Bien des années plus tôt, Leo et Erica se sont liés d'amitié avec un autre jeune couple, Bill et Lucille. Bill est peintre et plasticien, artiste encore inconnu. Les deux couples évoluent en parallèle, au point qu'Erica et Lucille accouchent presque en même temps. Les deux petits garçons, Matt et Mark, grandiront ensemble. L'harmonie entre les deux familles est parfaite, jusqu'au jour où Matt meurt accidentellement. Les coeurs se brisent, les couples se délitent, le comportement de Mark devient étrange.
Raconté comme ça, on pourrait croire que ce roman est une énième chronique nombriliste de la vie brisée de deux couples issus du milieu intello-artistico-bohème new-yorkais. C'est bien plus que cela. C'est peut-être même beaucoup trop pour 450 pages denses, tellement bien écrites, mais parfois étouffantes. Descriptions détaillées d'oeuvres d'art, réflexions sur le sens de l'art contemporain, recherches sur l'hystérie clinique des femmes au 19ème siècle, études de cas de désordres alimentaires, considérations sur l'identité, l'amour, la filiation, le temps qui passe, analyses en profondeur de la psychologie des personnages, avec, pour créer un peu de suspense et réveiller le lecteur, une enquête autour de Mark, menteur pathologique et psychopathe, aux faits et gestes plus que louches…
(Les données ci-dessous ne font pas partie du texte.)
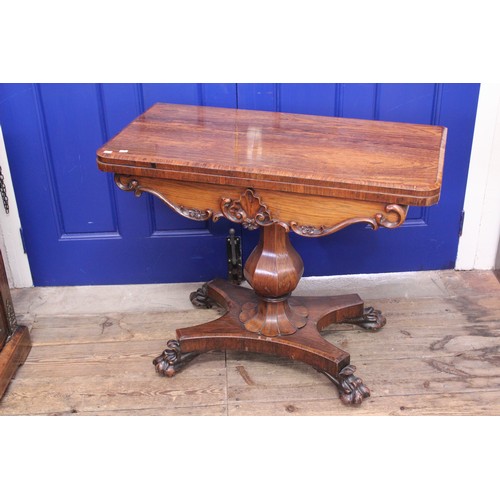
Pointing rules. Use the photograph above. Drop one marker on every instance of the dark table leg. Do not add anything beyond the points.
(268, 320)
Malgré quelques pages magnifiques sur la douleur de la perte, et malgré une écriture intelligente et irréprochable, j'ai dû m'accrocher pour arriver au bout du livre. J'ai souvent eu l'impression d'avoir dans les mains plusieurs petits essais reliés entre eux par l'intrigue autour de Mark, plutôt qu'un roman. A vouloir embrasser trop de thèmes, « Tout ce que j'aimais » m'a mal étreinte. Dommage pour moi…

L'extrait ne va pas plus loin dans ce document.